1 Information processing and control module The information processing and control module is defined in RFC 2272, responsible for the generation and analysis of information, and to determine whether the information has to pass through a proxy server during transmission.
2 Local processing module The main function of the local processing module is to perform access control, handle packaged data and interrupts. Access control refers to setting relevant information of the agent? The management processes of different management stations have different rights when accessing the agent, and are completed at the level of the protocol data unit. There are two common control strategies: limit the commands that the management station can issue to the agent or determine that the management station can access specific parts of the agent MIB. The access control strategy must be set in advance. SNMPv3 flexibly determines the access control method by using primitives with different parameters.
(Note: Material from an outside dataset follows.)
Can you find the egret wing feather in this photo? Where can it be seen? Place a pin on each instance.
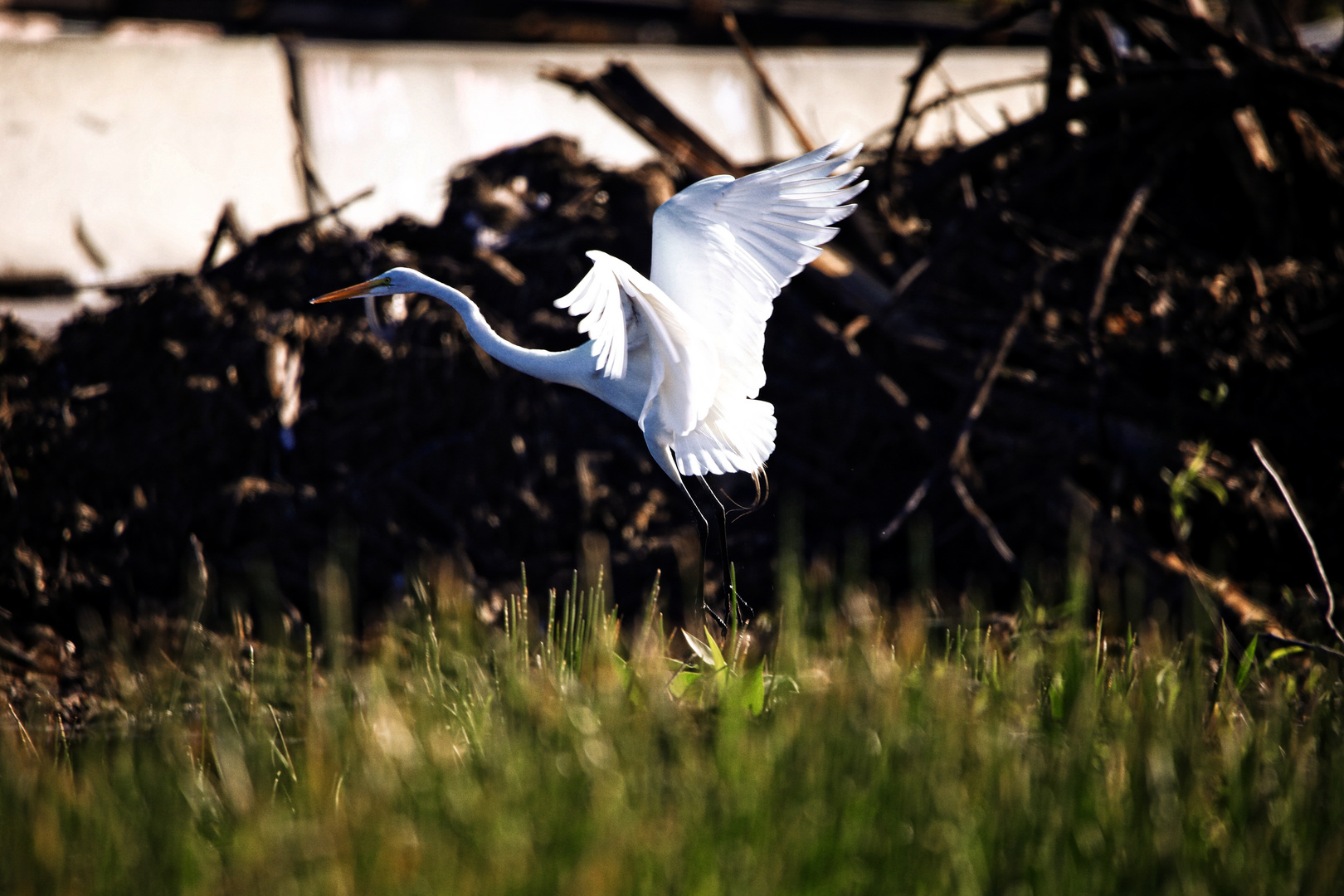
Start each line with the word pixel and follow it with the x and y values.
pixel 622 310
pixel 724 247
3 User security module Compared with SNMPv1 and SNMPv2, SNMPv3 adds three new security mechanisms: authentication, encryption and access control. Among them, the access control function is completed by the local processing module, and the identity verification and data privacy services are provided by the user security module. Identity verification means that when an agent (management station) receives information, it must first confirm whether the information comes from an authorized management station (agent) and whether the information changes during transmission. The realization of this function requires that the management station and the agent must share the same key. The management station uses the key to calculate the verification code (which is a function of the information) and then adds it to the information, while the agent uses the same key to extract the verification code from the received information, thereby obtaining the information. The process of encryption is similar to identity verification. It also requires the management station and the agent to share the same key to encrypt and decrypt the information.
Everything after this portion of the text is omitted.